Hello Extraordinary Team Friends!
Today’s blog is from my good friend and colleague, Michael Kerr who specializes in creating “Outrageously Inspiring Workplace Cultures.” I first read it on LinkedIn and thought, “This would be an awesome blog post!” So here is this week’s blog, thanks to Michael for sharing it with us!
“I’ve always thought that the sitcom The Office should be mandatory viewing for senior leaders to remind themselves of how not to lead.
After all, as Groucho Marx once said, ‘We should learn from the mistakes of others. We don’t have time to make them all ourselves.’
Speaking of The Office (I’m so glad you brought it up), I just finished reading, The Office: The Untold Story of the Greatest Sitcom of the 2000s by Andy Greene. The book gave me the inspiration for this week’s message. It’s not earth-shattering, yet it’s ridiculously important. Are you ready to hear it?
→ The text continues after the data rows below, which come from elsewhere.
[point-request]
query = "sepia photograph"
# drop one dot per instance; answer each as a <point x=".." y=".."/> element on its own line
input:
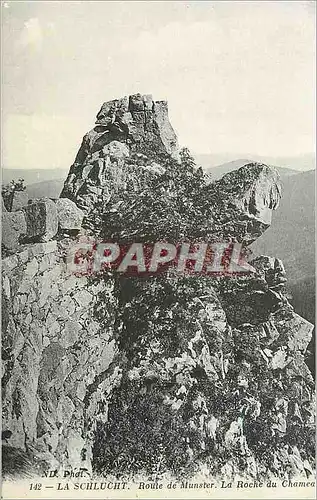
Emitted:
<point x="158" y="249"/>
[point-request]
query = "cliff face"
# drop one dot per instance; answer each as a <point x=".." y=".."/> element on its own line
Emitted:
<point x="165" y="374"/>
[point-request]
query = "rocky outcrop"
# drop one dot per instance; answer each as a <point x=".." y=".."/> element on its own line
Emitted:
<point x="165" y="374"/>
<point x="124" y="128"/>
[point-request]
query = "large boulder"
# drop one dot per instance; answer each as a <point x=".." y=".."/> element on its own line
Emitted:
<point x="70" y="217"/>
<point x="13" y="229"/>
<point x="42" y="220"/>
<point x="242" y="202"/>
<point x="20" y="200"/>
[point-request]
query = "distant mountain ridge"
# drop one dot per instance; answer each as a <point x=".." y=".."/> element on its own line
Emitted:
<point x="300" y="163"/>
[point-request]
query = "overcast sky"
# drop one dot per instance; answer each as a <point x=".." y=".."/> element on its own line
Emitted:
<point x="239" y="76"/>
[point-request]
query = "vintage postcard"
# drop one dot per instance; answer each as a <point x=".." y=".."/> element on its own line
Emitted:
<point x="158" y="259"/>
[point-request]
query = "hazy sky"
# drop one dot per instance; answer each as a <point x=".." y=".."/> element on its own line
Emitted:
<point x="239" y="76"/>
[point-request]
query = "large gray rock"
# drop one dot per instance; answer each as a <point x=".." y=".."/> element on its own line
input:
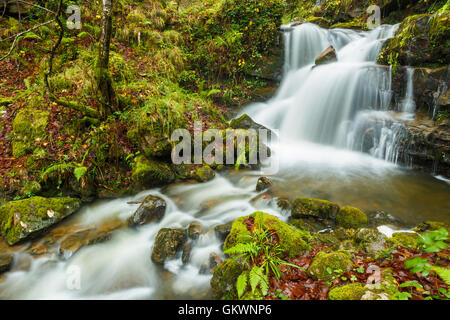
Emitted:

One of the recurring themes in this book is how genuinely loved and respected Steve Carell was throughout his stint playing the less-than-ideal boss Michael Scott. Carell was a consummate professional in everything he did. He was courteous. Respectful. Kind. Generous.
He never said a bad word about anyone. He helped the crew unload from the van. He put others at ease. He was playful. He brought his sense of humor along for the ride. He didn’t want to be the only funny one – he wanted everyone to be funny. Colleague after colleague described him as a true class act and perhaps the nicest person they had ever worked with in their entire career.
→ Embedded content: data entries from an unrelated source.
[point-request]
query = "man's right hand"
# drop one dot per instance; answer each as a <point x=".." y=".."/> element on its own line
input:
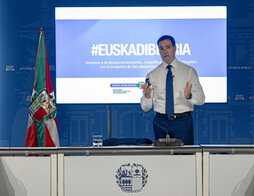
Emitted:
<point x="147" y="91"/>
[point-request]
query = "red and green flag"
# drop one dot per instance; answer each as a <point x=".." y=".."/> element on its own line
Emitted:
<point x="42" y="124"/>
Given his status and exhausting schedule he could have been a major-league jerk. But Carell chose (and let’s remember, it’s a choice we make every day) to be thoughtful and kind. And because he was so kind and so respected, he built up a huge supply of goodwill capital: His colleagues always supported him when he needed a big favor (such as taking a mid-season hiatus to star in a movie).
He made the choice to be kind every day to everyone he interacted with, and by doing so Steve Carell left behind a lasting, positive legacy.
So, what choice are you making every day at work?
What legacy do you hope to leave in your wake?
If someone penned a book about your workplace 10 years after you left your job, what would they write about you?”